ルカは歴史をよく調べたと言われます。福音書の初めにも自らそのようなことを記しています。ただ、ルカはイエスと直接会っていないと思われます。ルカ伝が成ったのはイエスが産まれてから70年以上経ったころです。まさに、私たちが太平洋戦争の時のことを調べようとしているのと似ています。昔は時の流れが緩やかだと言われても、情報とその伝わり方が違うので、言い伝えを経ないとなかなか正しい記録が手に入りません。
 
ルカの描く歴史は、その後私たちの手による歴史研究の結果とは相容れない部分が多々あると言われています。現代人から見れば、ルカの書く歴史には信憑性がないともされます。では、その時この記録には価値がないのでしょうか。ヨセフがダビデの家系に属し、ベツレヘムに旅したことも、史実ではない脚色に過ぎないのでしょうか。
 
そもそもルカは何のために福音書を書いたのでしょう。マルコが画期的に生みだした福音書というジャンルに飛び込み、改訂を試みたのには、目的があったことでしょう。様々に推測されています。記事にも様々な疑問が寄せられます。住民登録とは、臨月の女性をも連れ出す必要のあるものだったのか。出産が予想される旅となるのに宛のない宿などの綱渡りを選んだのはヨセフの行動力からして相応しくないのではないか。
 
「初めての子」をマリアは産みました。フランシスコ会訳は、ここに突っかかります。この語が、他の兄弟の存在を暗示しているように読む人がいるが、出エジプトや律法でいう初子を言っただけだからイエスに兄弟がいると決める証拠にはならない、と。

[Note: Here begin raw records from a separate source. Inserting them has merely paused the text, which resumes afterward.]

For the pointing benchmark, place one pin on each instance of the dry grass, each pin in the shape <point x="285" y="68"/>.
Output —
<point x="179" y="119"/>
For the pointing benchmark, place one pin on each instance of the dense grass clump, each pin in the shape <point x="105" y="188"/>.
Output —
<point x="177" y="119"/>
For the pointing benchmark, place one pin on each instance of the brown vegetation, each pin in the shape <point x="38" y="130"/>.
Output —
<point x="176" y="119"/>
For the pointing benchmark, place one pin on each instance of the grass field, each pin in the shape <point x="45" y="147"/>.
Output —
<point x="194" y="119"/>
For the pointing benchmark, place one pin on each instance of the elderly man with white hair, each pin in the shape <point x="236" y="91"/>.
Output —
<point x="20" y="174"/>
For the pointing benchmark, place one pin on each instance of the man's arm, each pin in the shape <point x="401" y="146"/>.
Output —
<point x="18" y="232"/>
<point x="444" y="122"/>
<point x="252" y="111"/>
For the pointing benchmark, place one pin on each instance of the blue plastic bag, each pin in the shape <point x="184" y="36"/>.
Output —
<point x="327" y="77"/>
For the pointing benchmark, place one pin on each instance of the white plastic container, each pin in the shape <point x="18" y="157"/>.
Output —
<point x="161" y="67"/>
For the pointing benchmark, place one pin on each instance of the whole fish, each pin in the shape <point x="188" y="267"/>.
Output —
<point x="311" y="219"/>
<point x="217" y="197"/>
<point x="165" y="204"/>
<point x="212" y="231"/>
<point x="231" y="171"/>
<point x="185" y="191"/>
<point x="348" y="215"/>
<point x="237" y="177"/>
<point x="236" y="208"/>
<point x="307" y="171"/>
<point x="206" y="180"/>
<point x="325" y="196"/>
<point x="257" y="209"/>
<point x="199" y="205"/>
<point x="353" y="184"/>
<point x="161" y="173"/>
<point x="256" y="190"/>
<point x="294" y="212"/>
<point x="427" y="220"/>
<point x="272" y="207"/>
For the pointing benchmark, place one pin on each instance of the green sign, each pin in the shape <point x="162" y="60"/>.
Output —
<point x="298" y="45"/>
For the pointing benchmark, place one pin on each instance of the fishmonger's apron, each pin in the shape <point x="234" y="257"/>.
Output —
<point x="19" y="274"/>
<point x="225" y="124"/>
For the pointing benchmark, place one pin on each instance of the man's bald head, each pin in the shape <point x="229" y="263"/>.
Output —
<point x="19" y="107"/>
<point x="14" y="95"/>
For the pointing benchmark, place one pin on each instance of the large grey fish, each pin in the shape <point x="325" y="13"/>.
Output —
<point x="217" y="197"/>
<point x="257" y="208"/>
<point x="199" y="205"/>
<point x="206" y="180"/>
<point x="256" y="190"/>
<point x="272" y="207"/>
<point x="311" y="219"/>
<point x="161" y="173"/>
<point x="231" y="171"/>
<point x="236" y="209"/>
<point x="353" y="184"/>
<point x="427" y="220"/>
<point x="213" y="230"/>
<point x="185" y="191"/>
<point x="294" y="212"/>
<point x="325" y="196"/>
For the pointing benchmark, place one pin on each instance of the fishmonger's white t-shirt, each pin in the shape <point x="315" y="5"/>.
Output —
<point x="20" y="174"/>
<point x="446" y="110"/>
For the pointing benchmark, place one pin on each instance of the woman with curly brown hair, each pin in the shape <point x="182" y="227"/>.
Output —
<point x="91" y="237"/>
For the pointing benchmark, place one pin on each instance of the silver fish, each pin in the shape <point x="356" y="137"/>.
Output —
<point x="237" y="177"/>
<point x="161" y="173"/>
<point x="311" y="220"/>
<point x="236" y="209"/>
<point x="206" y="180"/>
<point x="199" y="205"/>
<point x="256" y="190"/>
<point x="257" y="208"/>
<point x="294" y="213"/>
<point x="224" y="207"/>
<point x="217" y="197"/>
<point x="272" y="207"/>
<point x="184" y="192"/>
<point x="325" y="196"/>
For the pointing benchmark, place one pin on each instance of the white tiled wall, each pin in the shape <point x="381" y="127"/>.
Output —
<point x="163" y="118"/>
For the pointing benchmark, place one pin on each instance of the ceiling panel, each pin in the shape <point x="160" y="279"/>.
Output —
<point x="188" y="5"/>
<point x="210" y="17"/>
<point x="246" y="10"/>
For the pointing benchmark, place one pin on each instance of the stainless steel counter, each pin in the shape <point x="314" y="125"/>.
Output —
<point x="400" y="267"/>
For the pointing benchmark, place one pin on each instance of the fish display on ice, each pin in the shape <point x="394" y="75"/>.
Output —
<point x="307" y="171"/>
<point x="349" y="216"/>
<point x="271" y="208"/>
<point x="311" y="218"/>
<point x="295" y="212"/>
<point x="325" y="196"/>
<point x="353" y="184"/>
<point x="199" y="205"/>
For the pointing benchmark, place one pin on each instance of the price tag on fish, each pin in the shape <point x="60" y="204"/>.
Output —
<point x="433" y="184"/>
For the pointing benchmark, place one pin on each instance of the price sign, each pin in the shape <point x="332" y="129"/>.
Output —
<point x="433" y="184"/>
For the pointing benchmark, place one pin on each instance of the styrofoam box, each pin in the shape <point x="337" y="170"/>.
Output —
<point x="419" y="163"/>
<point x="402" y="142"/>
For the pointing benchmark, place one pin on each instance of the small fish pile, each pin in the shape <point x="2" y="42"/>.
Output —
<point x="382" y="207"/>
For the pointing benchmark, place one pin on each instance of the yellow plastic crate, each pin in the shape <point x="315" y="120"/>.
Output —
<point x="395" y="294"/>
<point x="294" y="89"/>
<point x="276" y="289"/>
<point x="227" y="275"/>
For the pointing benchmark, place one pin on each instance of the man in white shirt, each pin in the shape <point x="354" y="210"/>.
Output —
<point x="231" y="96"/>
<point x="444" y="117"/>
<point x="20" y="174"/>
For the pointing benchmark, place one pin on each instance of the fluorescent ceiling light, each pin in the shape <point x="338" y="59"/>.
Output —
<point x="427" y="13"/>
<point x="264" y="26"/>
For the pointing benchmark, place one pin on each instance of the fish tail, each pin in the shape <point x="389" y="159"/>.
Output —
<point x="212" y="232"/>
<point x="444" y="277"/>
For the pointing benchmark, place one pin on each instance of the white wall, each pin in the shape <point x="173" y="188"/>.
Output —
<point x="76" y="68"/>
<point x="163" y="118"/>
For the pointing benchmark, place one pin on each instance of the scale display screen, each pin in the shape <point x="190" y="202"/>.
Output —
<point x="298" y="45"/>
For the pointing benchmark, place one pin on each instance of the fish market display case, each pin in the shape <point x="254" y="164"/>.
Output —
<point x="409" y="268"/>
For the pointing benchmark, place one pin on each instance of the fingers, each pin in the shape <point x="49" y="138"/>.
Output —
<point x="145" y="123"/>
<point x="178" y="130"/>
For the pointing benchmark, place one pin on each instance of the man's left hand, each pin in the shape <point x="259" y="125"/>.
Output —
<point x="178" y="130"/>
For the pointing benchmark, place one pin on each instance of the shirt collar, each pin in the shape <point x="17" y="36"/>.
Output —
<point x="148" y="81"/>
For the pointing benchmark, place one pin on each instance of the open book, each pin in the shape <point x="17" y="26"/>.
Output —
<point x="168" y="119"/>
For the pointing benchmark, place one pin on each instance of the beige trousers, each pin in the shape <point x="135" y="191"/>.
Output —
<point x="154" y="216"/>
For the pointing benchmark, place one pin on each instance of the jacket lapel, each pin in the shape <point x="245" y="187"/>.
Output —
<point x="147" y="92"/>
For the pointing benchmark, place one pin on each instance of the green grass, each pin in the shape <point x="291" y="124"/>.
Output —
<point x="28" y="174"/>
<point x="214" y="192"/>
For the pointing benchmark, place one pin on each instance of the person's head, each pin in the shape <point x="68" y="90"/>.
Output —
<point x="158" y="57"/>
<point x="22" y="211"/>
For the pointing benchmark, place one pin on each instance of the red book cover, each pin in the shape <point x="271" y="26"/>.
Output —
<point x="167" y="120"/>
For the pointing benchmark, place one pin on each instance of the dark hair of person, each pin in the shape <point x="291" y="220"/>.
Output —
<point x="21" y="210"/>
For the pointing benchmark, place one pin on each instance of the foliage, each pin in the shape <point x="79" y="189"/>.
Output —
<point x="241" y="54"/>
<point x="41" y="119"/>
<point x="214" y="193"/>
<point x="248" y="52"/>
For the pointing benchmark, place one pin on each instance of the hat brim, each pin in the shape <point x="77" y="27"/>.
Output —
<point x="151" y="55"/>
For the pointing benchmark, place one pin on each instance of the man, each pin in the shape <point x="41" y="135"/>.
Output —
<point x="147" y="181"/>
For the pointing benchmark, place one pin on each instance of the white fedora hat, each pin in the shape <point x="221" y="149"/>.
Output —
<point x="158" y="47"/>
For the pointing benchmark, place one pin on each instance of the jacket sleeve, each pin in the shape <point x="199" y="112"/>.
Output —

そこは信念がありますから必死です。
 
ルカの描いた、赤ん坊を布にくるみ飼い葉桶に寝かせたという記事から、私たちは無数の黙想を得るわけですが、どうしてこういう断片だけを、どのように知って遺したのでしょう。何かしらもったいぶった書き方のように感じられてなりません。宿に泊まれなかったことが、要するに居場所がなかったというふうに私たちは受け止めますが、属する位置をこの世にもてなかったイエスが、十字架にやっと居場所を得たというような流れになる福音書は、なんと残酷に人生を描いていることかと辛くさえなります。
 
でも、そのようにイエスにさせたのは、私たちであり、この私です。ルカが調べた歴史は、人間の気に入るような歴史ではなかったかもしれません。この飼い葉桶の中のイエスのところに、すぐさま羊飼いたちがやってきます。近距離であったことと、羊飼いたちへの知らせがリアルタイムであったことを表します。このようなドラマチックな歴史は、いま私たちの許で起こる救いの奇蹟の出来事として、生きた歴史となっているのだとも言えるのです。きょう、救い主が生まれ、きょう、救いがくるのです。